No moral victories for UAA at Great Alaska Shootout

COMMENTNovember 23, 2011 

With exactly 10 minutes left in the second half Wednesday night, UAA's excellent Division II women's basketball team somehow trailed Miami's excellent Division I team by just six points.

This seemed inexplicable because the Seawolves, who trailed by just two points at halftime of their opener in the Carrs/Safeway Great Alaska Shootout, had committed an astonishing 12 turnovers in the opening 10 minutes of the second half.

Fast forward a couple hours.

With exactly 10 minutes left in the second half, UAA's excellent Division II men's basketball team trailed Murray State by just four points -- the Seawolves closed that gap to just one point 32 seconds later -- despite its eight turnovers to that point in the second half of its season opener.

Turnover sprees rarely have happy endings for the transgressors, and so it was for the home teams inside Sullivan Arena.

UAA's women, ranked No. 7 in Division II, wilted under the full-court press of Miami, ranked No. 7 in Division I, and coughed up 28 turnovers in a 72-55 loss.

UAA's men, ranked No. 17, committed 20 turnovers and lost, 64-62, in a game that didn't seem remotely that close. Credit the Seawolves for going down fighting -- a 3-pointer at the buzzer from Abebe Demissie trimmed the margin -- and the Racers for waking up from their late snooze.

Both Seawolves programs, the only Division II teams in Shootout fields that are otherwise filled with Division I programs, long ago set aside the notion of moral victories.

"It's either victory, or not,'' said UAA women's coach Tim Moser.

Under Moser, the women won four straight Shootouts from 2006-2009 and made it to the championship game last season, and they have qualified for the NCAA Division II tournament five straight years. Today will mark the first time in Moser's tenure they will not play for the Shootout title.

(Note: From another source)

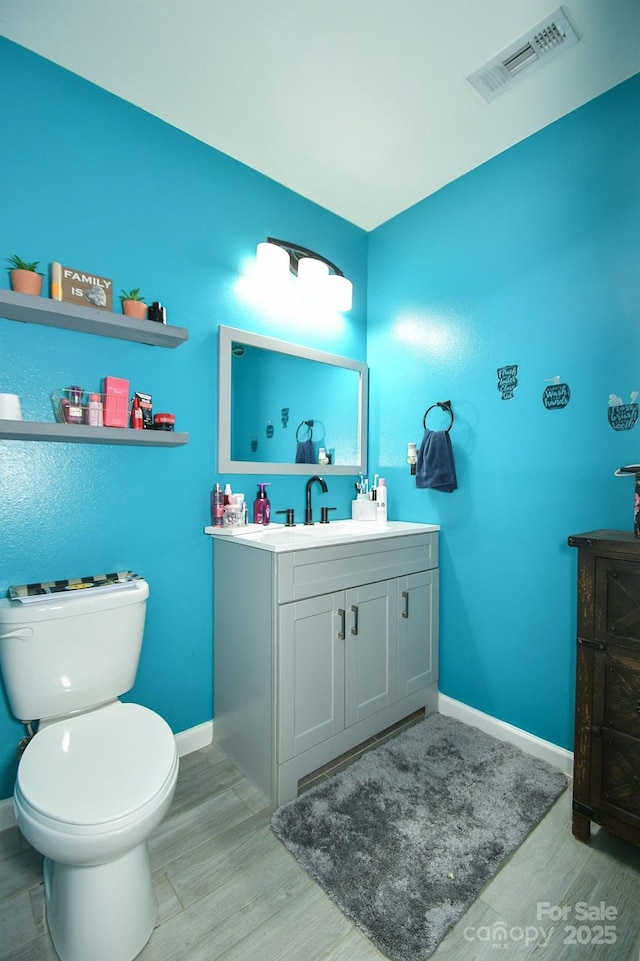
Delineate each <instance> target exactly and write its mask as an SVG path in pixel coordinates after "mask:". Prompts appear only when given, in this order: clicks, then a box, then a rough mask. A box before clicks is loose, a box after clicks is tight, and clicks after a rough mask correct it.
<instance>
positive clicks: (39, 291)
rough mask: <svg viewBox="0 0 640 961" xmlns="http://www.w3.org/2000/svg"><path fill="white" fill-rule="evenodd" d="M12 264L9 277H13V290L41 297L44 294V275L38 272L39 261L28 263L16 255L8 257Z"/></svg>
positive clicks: (8, 262)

UAA's men, meanwhile, have averaged a win a year in the Thanksgiving week tournament, and under coach Rusty Osborne, who has led them to four NCAA Division II tournaments in the previous six seasons, last season won two of their three Shootout games.

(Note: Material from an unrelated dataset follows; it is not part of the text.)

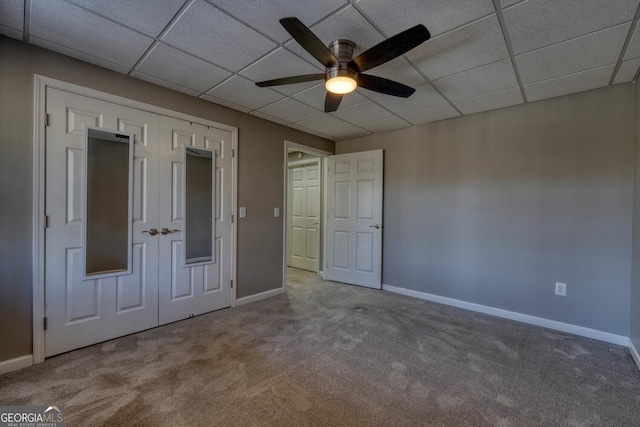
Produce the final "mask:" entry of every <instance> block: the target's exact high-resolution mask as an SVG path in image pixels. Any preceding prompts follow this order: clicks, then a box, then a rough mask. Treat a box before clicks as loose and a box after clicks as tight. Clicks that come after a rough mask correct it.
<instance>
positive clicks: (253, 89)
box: [207, 75, 284, 110]
mask: <svg viewBox="0 0 640 427" xmlns="http://www.w3.org/2000/svg"><path fill="white" fill-rule="evenodd" d="M207 95H210V96H213V97H216V98H218V99H224V100H227V101H231V102H234V103H241V105H244V106H245V107H246V108H249V109H250V110H255V109H258V108H260V107H264V106H265V105H267V104H271V103H273V102H276V101H278V100H280V99H282V98H283V97H284V95H282V94H280V93H278V92H275V91H273V90H271V89H269V88H261V87H258V86H256V85H255V84H254V83H253V82H252V81H251V80H247V79H245V78H244V77H240V76H238V75H236V76H233V77H232V78H230V79H229V80H226V81H225V82H223V83H222V84H220V85H218V86H216V87H215V88H213V89H212V90H210V91H209V92H207Z"/></svg>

But, as Wednesday proved once again -- and to transfer a boxing maxim from the ring to the hard-court -- it is always difficult to move up in weight class. Moving up brings opponents who are longer and stronger, more athletic, and pack a bigger punch.

The good news for supporters of green and gold: After moving up in class, the little guys are much deadlier when they drop back down to their customary division. That's why what happened to both Seawolves teams Wednesday night should only serve them well come their schedules in the Great Northwest Athletic Conference.

Both Moser and Osborne in their postgame press conferences hit upon a key point: It's hard in practice to simulate the smothering defenses and athleticism they face from Division I opponents.

Miami, for instance, came out of the break leading by just two points and in the second half threw down a full-court press that rattled the Seawolves, but also served as a testament to how much Hurricanes coach Kate Meier thought of the her opponent.

"It was completely necessary,'' Meier said.

That's because the Seawolves slowed down the game in the first half, took the Hurricanes out of the rhythm and briefly left them out of sorts. Hence, Meier's recap of halftime inside the visitors' room -- "We just called each other out,'' she said.

Moser acknowledged the Seawolves hoped to bring the Hurricanes down to their speed.

"Our game plan was to put everyone in the gym asleep, except for us,'' he said.

But he also knew the Hurricanes in the first half had not unleashed their kill shot, the full-court press.

"We thought they were going to swing for the fence, go for the knockout punch,'' Moser said.

The Hurricanes landed it -- flush. And they received 18 points from Shenise Johnson and 10 apiece from Morgan Stroman and Riquna Williams, plus six points and six rebounds from Anchorage's Sylvia Bullock.

UAA got 10 points each out of Kaylie Robison, Hanna Johansson, Haley Holmstead and Tijera Mathews. And evidence of the Seawolves tenacity came in a 39-33 rebounding advantage.

UAA's men were hurt by poor free-throw shooting -- 7 of 13 -- and by the absence of big man Taylor Rohde for all but four minutes of the first half. Rohde racked two quick fouls, which relegated him to the bench for the remainder of the opening 20 minutes. But he furnished 17 of his team-high 19 points and all six of his rebounds in the second half.

"I think people saw what he's all about in the second half,'' Osborne said.

And guard Steve White delivered 14 points and five assists, with just one turnover, which prompted Osborne to hail him as "just dynamite.''

That's an apt description of Murray State guard Isaiah Canaan, who dropped 17 of his 19 points on the Seawolves in the second half, when he buried six of his seven field goals, including both his 3-pointers.

So while there were no happy endings for either of the Seawolves crews on Wednesday night, they still have more fights left in a heavier class -- the women have a consolation game today and the men have games Friday and Saturday.

Win or lose -- and, remember, the only victory is straight-up victory -- these games carry weight that lasts longer than just this week.